Fonte: Caderno B, Jornal do Brasil, de 21/10/1969.

Para bem viver é preciso chegar aos 30 anos com a satisfação de se ter permitido todas as loucuras imagináveis na juventude. Principalmente no capítulo das mulheres. E só frequentar os amigos que suportam os nossos defeitos.

Recomenda-se também uma boa gargalhada, a sós, no momento de se erguer da cama: “Quanta bobagem tenho feito neste mundo! Quá, quá, quá”! A seriedade imperturbável conduz ao fanatismo e este dá câncer.

Nenhuma preocupação burguesa ou pequeno-burguesa como, por exemplo, o medo de perder o emprego ou bens; nenhuma ambição material, fora as indispensáveis (casa, comida, roupa lavada), ou então que seja gratuita: juntar dinheiro para algum dia comprar um iate ou passar dois anos zanzando pela Europa.

Nunca ferir uma mulher a ponto de fazer-se odiado por ela. O homem inteligente é o que sabe transformar antigos amores em sólidas amizades. Estar sempre em condições morais de perder tudo e recomeçar tudo outra vez.
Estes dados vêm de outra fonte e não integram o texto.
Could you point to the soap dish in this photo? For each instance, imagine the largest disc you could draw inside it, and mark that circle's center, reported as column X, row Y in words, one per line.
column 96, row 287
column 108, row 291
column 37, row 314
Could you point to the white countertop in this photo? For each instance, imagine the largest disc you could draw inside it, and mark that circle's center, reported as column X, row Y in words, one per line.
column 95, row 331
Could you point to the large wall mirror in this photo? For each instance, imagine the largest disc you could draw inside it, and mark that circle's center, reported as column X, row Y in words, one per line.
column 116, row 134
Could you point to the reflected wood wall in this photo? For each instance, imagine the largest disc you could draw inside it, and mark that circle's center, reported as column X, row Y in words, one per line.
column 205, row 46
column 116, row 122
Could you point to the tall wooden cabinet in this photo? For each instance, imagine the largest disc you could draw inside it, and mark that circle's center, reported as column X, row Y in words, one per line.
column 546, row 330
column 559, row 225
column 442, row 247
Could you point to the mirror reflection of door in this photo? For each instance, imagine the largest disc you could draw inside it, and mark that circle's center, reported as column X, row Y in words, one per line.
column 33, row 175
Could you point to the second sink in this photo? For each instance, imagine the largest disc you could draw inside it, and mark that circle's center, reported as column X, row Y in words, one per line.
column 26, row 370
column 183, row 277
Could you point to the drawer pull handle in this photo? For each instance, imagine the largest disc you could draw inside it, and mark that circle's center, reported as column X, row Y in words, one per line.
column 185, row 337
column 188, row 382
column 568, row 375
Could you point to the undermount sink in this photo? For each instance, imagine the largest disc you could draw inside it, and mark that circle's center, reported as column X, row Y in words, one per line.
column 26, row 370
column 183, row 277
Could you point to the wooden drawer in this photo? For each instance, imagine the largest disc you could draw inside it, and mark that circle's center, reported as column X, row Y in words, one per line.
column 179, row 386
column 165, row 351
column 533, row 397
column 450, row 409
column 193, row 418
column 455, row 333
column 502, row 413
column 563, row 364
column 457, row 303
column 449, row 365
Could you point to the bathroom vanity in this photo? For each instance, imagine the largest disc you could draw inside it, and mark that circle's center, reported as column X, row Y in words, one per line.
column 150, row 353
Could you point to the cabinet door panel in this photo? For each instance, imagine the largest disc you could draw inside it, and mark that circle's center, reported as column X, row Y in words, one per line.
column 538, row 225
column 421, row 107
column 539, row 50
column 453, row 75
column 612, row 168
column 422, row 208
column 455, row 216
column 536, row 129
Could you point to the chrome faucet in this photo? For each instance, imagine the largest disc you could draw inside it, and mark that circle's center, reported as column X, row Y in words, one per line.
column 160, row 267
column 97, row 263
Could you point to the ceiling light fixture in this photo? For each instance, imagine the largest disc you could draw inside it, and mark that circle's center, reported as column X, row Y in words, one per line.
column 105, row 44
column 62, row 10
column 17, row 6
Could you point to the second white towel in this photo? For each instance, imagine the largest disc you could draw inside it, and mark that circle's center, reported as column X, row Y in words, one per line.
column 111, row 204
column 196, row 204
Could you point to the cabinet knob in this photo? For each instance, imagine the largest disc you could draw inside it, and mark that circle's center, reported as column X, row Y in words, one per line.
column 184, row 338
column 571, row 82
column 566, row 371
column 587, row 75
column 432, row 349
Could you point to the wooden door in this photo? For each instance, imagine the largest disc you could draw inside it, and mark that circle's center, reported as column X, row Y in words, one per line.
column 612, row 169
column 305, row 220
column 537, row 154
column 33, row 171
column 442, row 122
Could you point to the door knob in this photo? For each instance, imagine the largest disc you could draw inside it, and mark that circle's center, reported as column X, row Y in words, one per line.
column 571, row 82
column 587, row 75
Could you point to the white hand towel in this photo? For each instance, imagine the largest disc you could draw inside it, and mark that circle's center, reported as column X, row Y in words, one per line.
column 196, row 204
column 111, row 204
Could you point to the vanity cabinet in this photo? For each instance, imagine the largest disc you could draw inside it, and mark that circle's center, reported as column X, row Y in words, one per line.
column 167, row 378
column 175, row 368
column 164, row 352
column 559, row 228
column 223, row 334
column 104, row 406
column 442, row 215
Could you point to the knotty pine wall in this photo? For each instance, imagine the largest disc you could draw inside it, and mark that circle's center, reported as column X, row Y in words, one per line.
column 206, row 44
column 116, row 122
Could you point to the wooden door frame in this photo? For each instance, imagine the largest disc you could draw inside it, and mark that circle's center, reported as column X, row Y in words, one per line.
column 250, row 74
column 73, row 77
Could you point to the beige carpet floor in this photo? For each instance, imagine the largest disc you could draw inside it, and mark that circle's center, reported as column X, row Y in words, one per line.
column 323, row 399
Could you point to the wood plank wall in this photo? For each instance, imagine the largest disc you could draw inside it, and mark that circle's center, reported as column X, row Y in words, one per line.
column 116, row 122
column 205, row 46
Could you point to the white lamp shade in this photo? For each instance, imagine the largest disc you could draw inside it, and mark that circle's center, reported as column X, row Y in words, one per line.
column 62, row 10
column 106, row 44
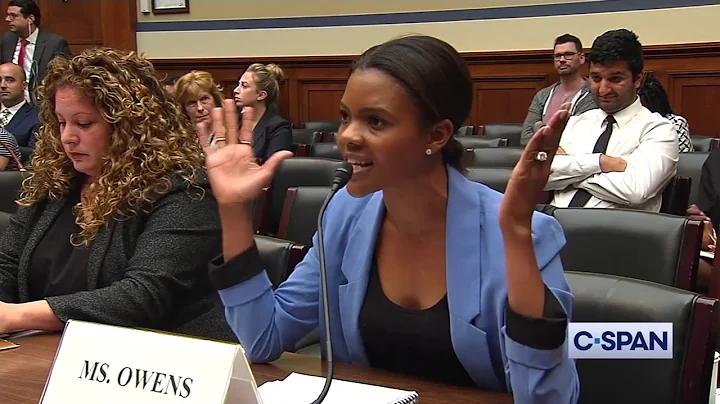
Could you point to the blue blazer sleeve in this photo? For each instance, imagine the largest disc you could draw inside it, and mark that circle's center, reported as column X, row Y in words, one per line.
column 268, row 322
column 544, row 376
Interessar-se por tudo, principalmente por aquilo que não nos diz respeito. Amar apenas uma mulher de cada vez. Dizer sempre a verdade, seja qual for e doa a quem doer. Conhecer um por um os nossos defeitos, curar-se dos que são mais naturais e cultivar aqueles que mais nos agradam.

Evitar ao máximo o paletó e a gravata, os chatos que falam no ouvido, as mulheres que resolvem tudo pelo telefone, os bêbados que mudam de personalidade quando lúcidos, os vizinhos muito prestativos e todo o papo do qual participam mais de três pessoas.

Longa caminhada solitária pelo menos uma vez por semana. Não discutir preços — é melhor ir embora sem comprar. Não guardar ódio a ninguém. Dormir oito horas e, acordando, continuar na cama enquanto puder. Recusar-se terminantemente a beber uísque que não seja escocês legítimo, preferindo a cachaça como alternativa. (Isso vale apenas para quem gosta de beber e bebe frequentemente, como é o caso do autor. Neste caso, a aceitação de qualquer bebida é moralmente inquietante, pois atravessa a fronteira que separa o prazer do vício).

Ser condescendente com o comportamento sexual dos outros. Tentar compreender cada pessoa, evitando julgá-la. Saber exatamente o momento em que os amigos gostariam de estar sós. Ter caráter bastante para reconhecer as qualidades positivas de um eventual inimigo. Treinar, como quem faz ginástica, para ser sinceramente modesto. Saber contar com irreverência histórias em que faz papel de bobo e que tenham acontecido realmente.

Viver tão intensamente que possa dizer quando a morte vier: “Já veio tarde”.